Some analysts predict that Asia won't suffer dramatically from a possible U.S. recession because increased trade and investment within Asia has made the region less reliant on the United States than in the past. Excluding Japan, 43% of Asia's exports go to other nations in the region, Lehman Bros. calculates, up from 37% in 1995.

But on Monday, uncertainty and pessimism reigned.

In Tokyo trading, exporters got hit hard, partly because of the yen's recent strength against the dollar. Toyota Motor tm lost 3.3% and Honda Motor hmc sank 3.4%.

In Hong Kong, Bank of China bachf dropped 6.4% and China Construction Bank cichf slid 7.8%.

India's benchmark Sensex index fell 1,353 points, or 7.4% — its second-biggest percentage drop ever — to 17,605.35. At one point, it was down nearly 11%.

The decline hit companies across the board, with power utility Reliance Energy relff falling 16.4%. Major software company Tata Consultancy Services slid 7.6%.

"A gloomy U.S. climate has affected the global markets. Even if those markets recover, it will take sometime for the recovery to reach India because today's fall has been so drastic," said Jayant Pai, of the Mumbai investment company IL&FS.

Pai and others suggested that the declines could lead to a buying opportunity.

"The sell-off today takes us close to the bottom," she said.
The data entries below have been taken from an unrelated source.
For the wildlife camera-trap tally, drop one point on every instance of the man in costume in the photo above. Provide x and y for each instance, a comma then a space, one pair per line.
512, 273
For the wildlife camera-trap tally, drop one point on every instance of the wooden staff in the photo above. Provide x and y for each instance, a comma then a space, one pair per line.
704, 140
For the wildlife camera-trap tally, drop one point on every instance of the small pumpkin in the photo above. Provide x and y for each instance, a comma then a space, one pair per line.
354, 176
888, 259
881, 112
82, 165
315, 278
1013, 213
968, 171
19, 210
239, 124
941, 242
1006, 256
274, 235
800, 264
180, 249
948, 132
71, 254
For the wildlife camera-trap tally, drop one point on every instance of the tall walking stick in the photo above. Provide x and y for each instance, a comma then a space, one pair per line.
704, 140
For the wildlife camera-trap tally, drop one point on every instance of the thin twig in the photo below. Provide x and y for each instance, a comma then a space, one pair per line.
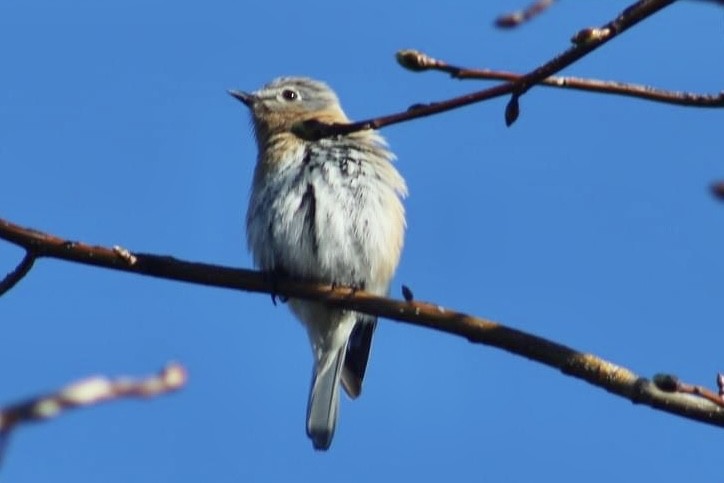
87, 392
519, 17
717, 189
419, 61
585, 41
12, 278
588, 367
671, 383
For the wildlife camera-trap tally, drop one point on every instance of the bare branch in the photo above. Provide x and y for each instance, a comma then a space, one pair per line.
671, 383
588, 367
12, 278
585, 42
418, 61
519, 17
717, 189
87, 392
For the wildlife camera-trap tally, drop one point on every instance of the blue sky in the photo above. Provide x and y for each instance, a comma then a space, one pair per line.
588, 222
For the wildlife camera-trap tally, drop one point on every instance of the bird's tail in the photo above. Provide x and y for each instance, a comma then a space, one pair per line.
324, 398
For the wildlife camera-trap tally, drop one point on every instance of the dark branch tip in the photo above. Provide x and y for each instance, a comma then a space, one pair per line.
415, 60
666, 382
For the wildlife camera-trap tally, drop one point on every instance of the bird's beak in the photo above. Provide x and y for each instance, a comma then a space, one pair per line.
242, 96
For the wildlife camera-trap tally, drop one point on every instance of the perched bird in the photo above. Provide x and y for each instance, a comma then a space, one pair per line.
327, 210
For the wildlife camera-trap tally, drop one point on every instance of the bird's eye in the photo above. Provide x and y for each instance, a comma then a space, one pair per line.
289, 95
But leading investment bank Morgan Stanley said Monday that was not the case now, at least as far as Europe was concerned.

"We are not compelled to buy yet despite bearish sentiment," its European equity strategy team said in a note. "We continue to prefer cash over equities."

Recent polls show institutional investors with large cash holdings, a sign of deep concern about the future direction of assets.